Dicen los gurús que Twitter, bien usado, es una fuente de información maravillosa. Y yo me lo creí y empecé a seguir un montón de cuentas sesudas y de prensa. Después de un tiempo he llegado a la conclusión de que Pedro Piqueras, entre noticia y noticia, te puede vender, como mucho, caldo de pollo, pero en Twitter, entre tuit de interés y tuit de interés, además del pollo te venden la burra y la Granja de San Francisco entera, amén de colarte un montón de datos aburridísimos sobre economía que sólo le importan a La Tigre y su sexto hijo. De los RTs mejor hablamos otro día. Conclusión: unfollow.
2- ENTRETENIMIENTO: películas, series.

En Twitter no hay pelis pero sí muchos blogueros retuiteando veintisiete veces por minutos sus posts. Al final y por aburrimiento, alguna de las veintisiete veces acabas picando, como en Ikea con los trapos de cocina. Los posts entretienen. A veces esperas con ansia tu ración semanal y te los bebes, como una buena serie. Por algunos pasas sin pena ni gloria como por un telefilm de Antena 3, a otros incluso te enganchas por su trama de culebrón venezolano... pero en definitiva, todos entretienen. Y si no, cambias de canal, osea: unfollow.
3- CORAZÓN Y BASURA: La madre de cordero.
Por supuesto, mi sección favorita. En Twitter, salvo en cuentas corporativas (e incluso en ellas) sigues a personas de carne y hueso. Pero Twitter es poderoso, Twitter tiene poder (suena Peret) y su poder es persuadir a todo usuario para que muestre su vida, obra y miserias, digo, milagros. De este modo, cualquiera, insisto, cualquiera, aunque sea tu riguroso proveedor del punto 1 (información) o del punto 2 (entretenimiento) puede en un momento dado desmelenarse y convertirse en proveedor del punto 3: Twitterbasura.

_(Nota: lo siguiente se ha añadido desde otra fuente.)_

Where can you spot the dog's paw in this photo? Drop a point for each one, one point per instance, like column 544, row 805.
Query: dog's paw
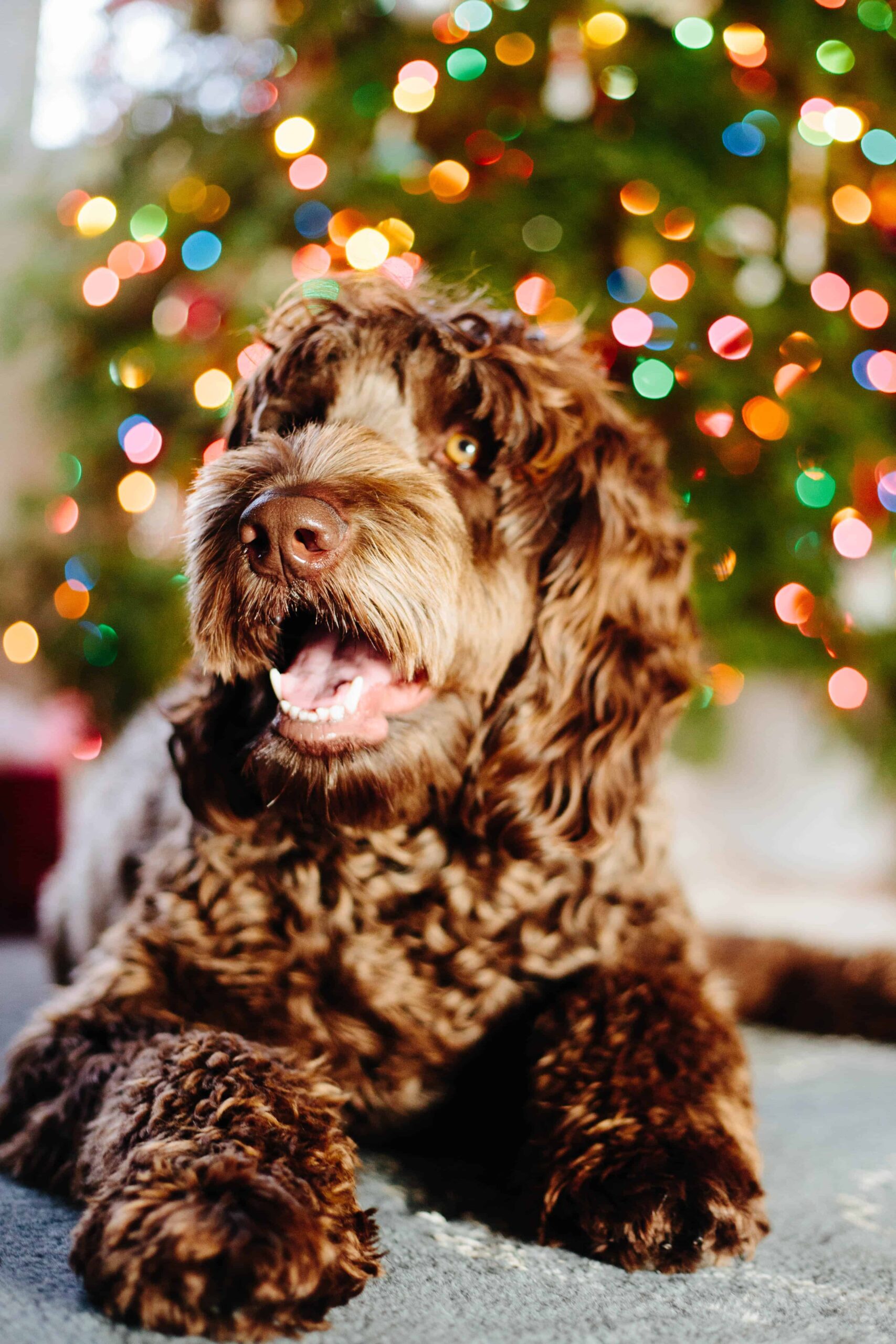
column 222, row 1249
column 669, row 1206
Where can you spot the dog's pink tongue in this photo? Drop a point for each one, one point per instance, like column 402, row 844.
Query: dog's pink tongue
column 324, row 664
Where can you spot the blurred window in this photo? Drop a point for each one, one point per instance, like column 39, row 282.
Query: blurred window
column 99, row 62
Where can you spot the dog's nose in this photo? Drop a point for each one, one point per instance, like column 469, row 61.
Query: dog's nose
column 292, row 536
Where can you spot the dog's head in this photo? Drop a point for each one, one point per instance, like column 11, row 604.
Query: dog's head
column 438, row 570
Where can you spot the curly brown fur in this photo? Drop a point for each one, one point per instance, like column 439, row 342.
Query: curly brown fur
column 356, row 909
column 642, row 1122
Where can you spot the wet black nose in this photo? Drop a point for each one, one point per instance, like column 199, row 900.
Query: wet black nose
column 292, row 536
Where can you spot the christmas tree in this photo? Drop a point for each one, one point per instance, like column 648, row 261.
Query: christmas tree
column 708, row 187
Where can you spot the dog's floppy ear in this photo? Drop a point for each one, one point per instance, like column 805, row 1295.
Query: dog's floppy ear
column 567, row 749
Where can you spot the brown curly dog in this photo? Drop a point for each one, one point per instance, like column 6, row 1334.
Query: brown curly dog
column 440, row 611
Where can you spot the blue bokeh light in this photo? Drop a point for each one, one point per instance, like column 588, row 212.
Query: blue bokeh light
column 312, row 218
column 626, row 286
column 201, row 250
column 743, row 140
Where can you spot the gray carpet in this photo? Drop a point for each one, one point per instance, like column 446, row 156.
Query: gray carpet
column 828, row 1273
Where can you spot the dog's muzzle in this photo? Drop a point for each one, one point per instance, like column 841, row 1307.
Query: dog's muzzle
column 289, row 536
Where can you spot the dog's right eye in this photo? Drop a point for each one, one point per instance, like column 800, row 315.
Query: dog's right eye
column 462, row 449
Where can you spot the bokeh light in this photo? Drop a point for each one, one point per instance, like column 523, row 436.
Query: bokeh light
column 852, row 537
column 70, row 603
column 214, row 450
column 251, row 356
column 816, row 488
column 515, row 49
column 100, row 287
column 465, row 64
column 127, row 260
column 20, row 642
column 366, row 249
column 213, row 389
column 96, row 217
column 727, row 683
column 731, row 338
column 852, row 205
column 605, row 29
column 671, row 281
column 678, row 225
column 143, row 443
column 653, row 378
column 293, row 136
column 715, row 421
column 847, row 689
column 148, row 224
column 870, row 308
column 136, row 492
column 449, row 179
column 836, row 57
column 61, row 515
column 640, row 197
column 632, row 327
column 882, row 371
column 201, row 250
column 534, row 295
column 766, row 418
column 692, row 33
column 307, row 172
column 794, row 604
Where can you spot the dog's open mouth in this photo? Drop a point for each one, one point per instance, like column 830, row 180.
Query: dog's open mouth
column 340, row 690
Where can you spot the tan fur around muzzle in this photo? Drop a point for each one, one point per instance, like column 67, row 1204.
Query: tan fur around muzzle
column 400, row 582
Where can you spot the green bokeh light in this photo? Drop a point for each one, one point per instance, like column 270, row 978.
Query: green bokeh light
column 693, row 34
column 653, row 380
column 836, row 58
column 148, row 222
column 465, row 64
column 816, row 488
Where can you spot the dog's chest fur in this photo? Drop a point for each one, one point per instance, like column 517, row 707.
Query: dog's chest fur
column 390, row 953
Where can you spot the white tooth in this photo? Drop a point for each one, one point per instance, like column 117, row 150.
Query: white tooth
column 354, row 697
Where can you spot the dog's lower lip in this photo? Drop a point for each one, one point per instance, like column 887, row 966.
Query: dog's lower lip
column 364, row 728
column 339, row 691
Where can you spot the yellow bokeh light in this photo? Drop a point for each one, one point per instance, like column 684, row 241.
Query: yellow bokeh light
column 640, row 197
column 515, row 49
column 213, row 389
column 399, row 236
column 449, row 179
column 96, row 217
column 851, row 205
column 366, row 249
column 135, row 369
column 293, row 136
column 136, row 492
column 743, row 39
column 413, row 94
column 187, row 194
column 20, row 642
column 842, row 124
column 71, row 603
column 605, row 29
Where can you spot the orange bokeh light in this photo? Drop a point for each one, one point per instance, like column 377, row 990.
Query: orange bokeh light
column 847, row 689
column 794, row 604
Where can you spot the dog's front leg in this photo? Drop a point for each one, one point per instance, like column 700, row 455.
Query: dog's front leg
column 218, row 1183
column 642, row 1122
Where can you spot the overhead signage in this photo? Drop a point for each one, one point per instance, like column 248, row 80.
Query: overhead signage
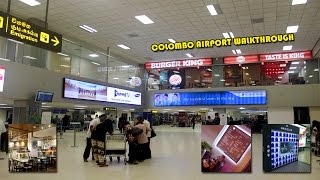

Llegado este punto de no retorno, el ya desinhibido usuario cualquiera comienza a mostrar al universo su microcosmos. Un microcosmos físico (son incontables los excusados, alcobas e incluso tálamos que ahora dan vueltas en mis retinas, de ésto ya hemos hablado) y un microcosmos emocional (duelos y quebrantos, a ser posible, por las más insustanciales causas que a nadie importen). Si al microcosmos cualquiera le añadimos alguna intriga palaciega (con sus dimes y sus diretes), cuarto y mitad de rumores, guillotinazos públicos y duelos al amanecer entre individuos que ni se conocen ni jamás lo harán, tenemos ni más ni menos que lo que nos merecemos: un TL salpicado de Twitterbasura.
Y lo peor es que a éstos no puedo darles unfollow, porque incomprensiblemente les he cogido cariño.  

¿La culpa? Toda de Telecinco por no haber emitido en mi pueblo cuando mi alma aún podía salvarse.